A simple algorithm for optimizing the response for a system is to adjust independently each factor. Consider a response that depends on two factors. We begin by optimizing the response for one factor by increasing or decreasing its value, holding constant the value of the second factor. We then vary the value for the second factor, holding the value of the first factor at its previously determined optimum value. We can stop this process, which we call a one-factor-at-a-time optimization, after a single cycle or run additional cycles until we reach the optimum response or until the response exceeds an acceptable threshold value.
A one-factor-at-a-time optimization is an effective, although not necessarily an efficient experimental design when the factors are independent. Two factors are independent when changing the level of one factor does not influence the effect of changing the other factor’s level, as illustrated here where the parallel lines show that the level of factor B does not influence factor A’s effect on the response.
Mathematically, two factors are independent if they do not appear in the same term in the equation describing the response surface. The response surface below, for example, is for the equation
R = 2.0 + 1.2A + 0.48B – 0.03A2 – 0.03B2
For independent factors, a one-factor-at-a-time optimization quickly and efficiently finds the global optimum, as illustrated by the orange lines in (b).
Unfortunately, factors usually do not behave independently. Consider, for example, the figure below, which shows a dependent relationship between the a factors.

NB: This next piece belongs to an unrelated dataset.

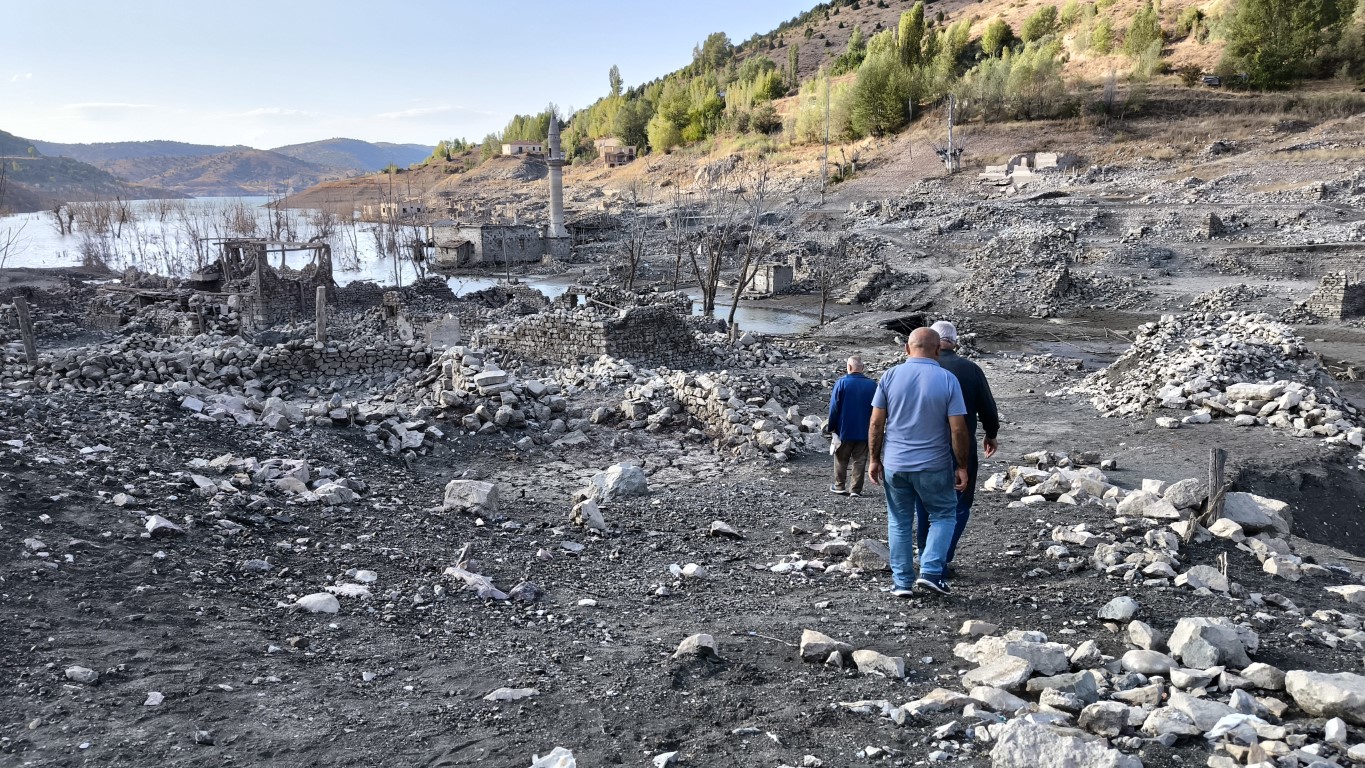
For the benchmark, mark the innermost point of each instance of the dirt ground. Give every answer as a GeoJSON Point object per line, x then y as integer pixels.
{"type": "Point", "coordinates": [388, 681]}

Dependent factors are said to interact and the response surface’s equation includes an interaction term containing both factors A and B. For example, the final term in the following equation accounts for the interaction between factors A and B.
R = 5.5 + 1.5A + 0.6B – 0.15A2 – 0.0245B2 – 0.0857AB
and yield the response surfaces shown here.
The progress of a one-factor-at-a-time optimization for dependent factors is illustrated by the orange line in (b) above. Although the optimization is effective, in that it finds the global optimum, it is less efficient than that for independent factors. In this case it takes four cycles to reach the optimum response of (3, 7) if we begin at (0, 0).